Vampires are
mythological or
folkloric beings who subsist by feeding on the life essence (generally in the form of blood) of living creatures, regardless of whether they are
undead or a living person/being.
[1][2][3][4][5][6] Although vampiric entities have been
recorded in many cultures, and may go back to "
prehistoric times",
[7] the term
vampire was not popularized until the early 18th century, after an influx of vampire superstition into Western Europe from areas where vampire legends were frequent, such as the
Balkans and Eastern Europe,
[8] although local variants were also known by different names, such as
vrykolakas in
Greece and
strigoi in
Romania. This increased level of vampire superstition in Europe led to
mass hysteria and in some cases resulted in corpses actually being staked and people being accused of vampirism.

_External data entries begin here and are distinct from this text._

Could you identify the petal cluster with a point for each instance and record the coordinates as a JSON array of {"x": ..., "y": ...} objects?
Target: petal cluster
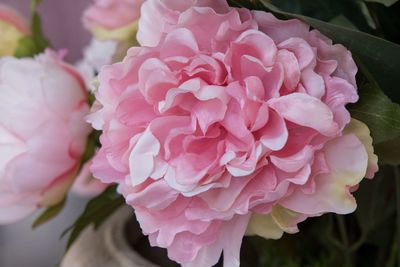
[
  {"x": 228, "y": 122},
  {"x": 43, "y": 103}
]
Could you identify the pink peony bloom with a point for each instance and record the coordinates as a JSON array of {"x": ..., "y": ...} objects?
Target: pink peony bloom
[
  {"x": 113, "y": 19},
  {"x": 228, "y": 123},
  {"x": 12, "y": 28},
  {"x": 42, "y": 132}
]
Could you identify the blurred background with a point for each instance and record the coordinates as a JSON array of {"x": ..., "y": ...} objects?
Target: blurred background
[{"x": 19, "y": 245}]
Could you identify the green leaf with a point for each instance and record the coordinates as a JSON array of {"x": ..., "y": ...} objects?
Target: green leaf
[
  {"x": 388, "y": 152},
  {"x": 381, "y": 56},
  {"x": 49, "y": 214},
  {"x": 384, "y": 2},
  {"x": 96, "y": 212},
  {"x": 37, "y": 42},
  {"x": 375, "y": 109}
]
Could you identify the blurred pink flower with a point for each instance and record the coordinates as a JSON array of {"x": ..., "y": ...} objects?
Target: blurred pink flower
[
  {"x": 12, "y": 28},
  {"x": 228, "y": 122},
  {"x": 86, "y": 185},
  {"x": 42, "y": 132}
]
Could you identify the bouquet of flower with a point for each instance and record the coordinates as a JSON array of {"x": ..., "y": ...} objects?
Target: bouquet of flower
[{"x": 216, "y": 121}]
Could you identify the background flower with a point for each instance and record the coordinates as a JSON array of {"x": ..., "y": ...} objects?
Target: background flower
[
  {"x": 113, "y": 24},
  {"x": 42, "y": 132},
  {"x": 12, "y": 28},
  {"x": 113, "y": 19}
]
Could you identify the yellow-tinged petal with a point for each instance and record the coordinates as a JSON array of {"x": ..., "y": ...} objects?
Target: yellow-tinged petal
[
  {"x": 361, "y": 130},
  {"x": 347, "y": 160},
  {"x": 274, "y": 224},
  {"x": 265, "y": 226},
  {"x": 9, "y": 37},
  {"x": 286, "y": 219}
]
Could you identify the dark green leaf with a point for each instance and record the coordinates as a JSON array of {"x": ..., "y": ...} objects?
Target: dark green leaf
[
  {"x": 49, "y": 214},
  {"x": 380, "y": 114},
  {"x": 26, "y": 47},
  {"x": 375, "y": 109},
  {"x": 96, "y": 212},
  {"x": 388, "y": 152},
  {"x": 37, "y": 42},
  {"x": 382, "y": 57},
  {"x": 384, "y": 2}
]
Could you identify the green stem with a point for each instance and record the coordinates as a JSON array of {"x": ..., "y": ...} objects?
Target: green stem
[
  {"x": 397, "y": 177},
  {"x": 345, "y": 240}
]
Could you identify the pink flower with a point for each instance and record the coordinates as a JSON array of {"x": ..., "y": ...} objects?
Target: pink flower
[
  {"x": 229, "y": 122},
  {"x": 12, "y": 28},
  {"x": 42, "y": 132},
  {"x": 113, "y": 19}
]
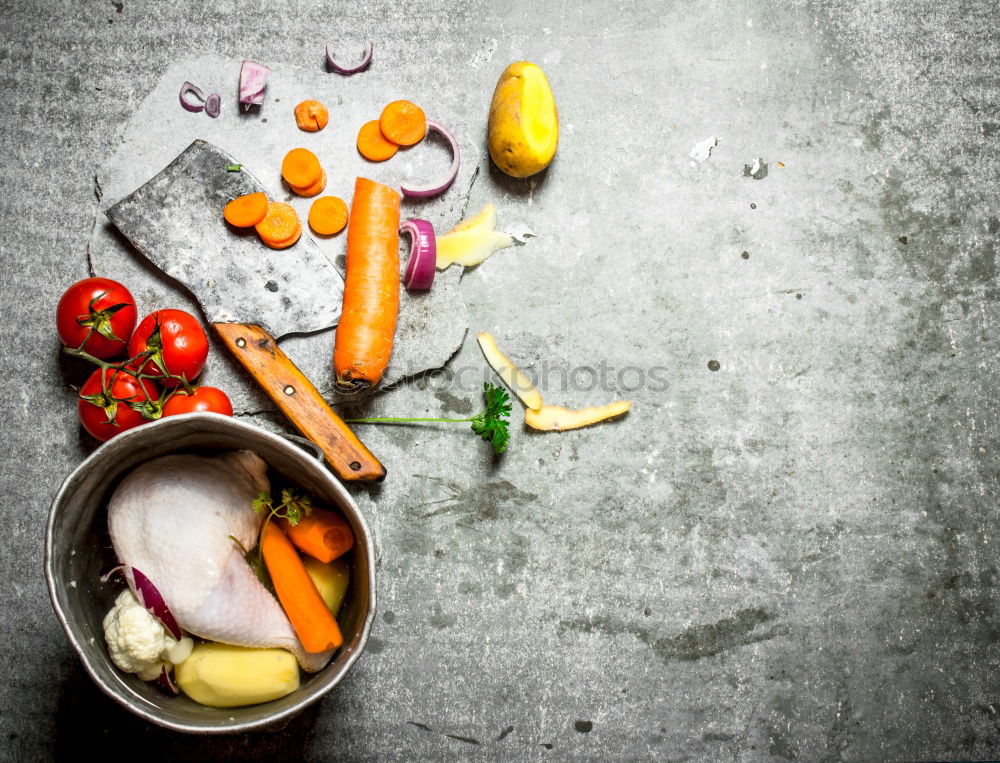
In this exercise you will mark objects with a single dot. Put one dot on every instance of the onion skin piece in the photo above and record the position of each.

While even folkloric vampires of the Balkans and Eastern Europe had a wide range of appearance ranging from nearly human to bloated rotting corpses, it was interpretation of the vampire by the
Christian Church and the success of
vampire literature,
[9][10] namely
John Polidori's 1819 novella
The Vampyre that established the archetype of charismatic and sophisticated vampire; it is arguably the most influential vampire work of the early 19th century,
[11] inspiring such works as
Varney the Vampire and eventually
Dracula.
[12] The Vampyre was itself based on
Lord Byron's unfinished story "
Fragment of a Novel", also known as "The Burial: A Fragment", published in 1819.
However, it is
Bram Stoker's 1897 novel
Dracula that is remembered as the quintessential
vampire novel and which provided the basis of modern vampire fiction.
Dracula drew on earlier mythologies of
werewolves and similar legendary demons and "was to voice the anxieties of an age", and the "fears of late
Victorian patriarchy".
[13] The success of this book spawned a distinctive vampire
genre, still popular in the 21st century, with books, films, video games, and television shows. The vampire is such a dominant figure in the horror genre that literary historian
Susan Sellers places the current vampire myth in the "comparative safety of nightmare fantasy".